Daniel Berlin, aged 29, is already one of the leading figures of Swedish cuisine. His future has got no frontier. His academic, erudite, young and extremely free style, distinguished by refinement and harmony, makes think he is a French cook. In spite of his talent and personality, he doesn’t allow himself to be swept away by excesses of imagination. He intends to capture the attention of the guests through evolutionary perfection and mature creation. He therefore considers products as a rule of life, as the guarantee of freshness, culture and identity, in harmony with the landscape. The restaurant is familiar –the service is assumed by his partner and his father–, small, simple, warm, charming… genuine. It’s like reading a moving tale in the meadow.
A good example of the chef’s passion for authenticity with a touch of cosmopolitism is the cod filet cooked at low heat, impeccably fresh and juicy –the freshest we had ever tasted–, served with a colourful and complex garnish: splendid strips of beet and apple over seaweed and mayonnaise. Original articulations that are always focused on nature and naturality, like the egg of free hen covered with green leaves whose bitter and spicy flavour reminds wild watercress, lain over some ethereal nettle purée with celeriac foam accompanied with gourmand croutons soaked into chicken stock. This extreme delicacy and commitment to nature is also materialized by the sublime grilled celeriac, served over some tapioca made of herbs that bring a fresh vivid and complex touch to the dish. The whole is covered by an extremely refined and volatile cheese foam –a strong cheese, cured for 60 months. This brilliance also applies to the meat section, like the fantastic lamb that grazes around the restaurant, fat and succulent, lain in the middle of a clairvoyant composition that seems to be inspired by a wholemeal onion salad, in which the vegetable is presented in the form of purée, segments and leaves that are displayed around the meat.

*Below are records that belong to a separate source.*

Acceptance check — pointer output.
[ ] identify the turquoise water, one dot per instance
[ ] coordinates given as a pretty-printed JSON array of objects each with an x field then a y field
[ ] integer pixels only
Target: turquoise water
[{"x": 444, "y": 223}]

The desserts are also worth it –the most delightful ones we had ever had at a Scandinavian table, actually. The yoghurt ice cream with yellow hawthorn and sweet nettles, very creative, is synonymous with strong sensations. After vibrating with inventiveness, the flowers ice cream, crunchy biscuit and honey Chantilly cream made us vibrate with virtuosity.
Exquisiteness is the word that the guest can’t help saying, again and again. Exquisiteness and refinement.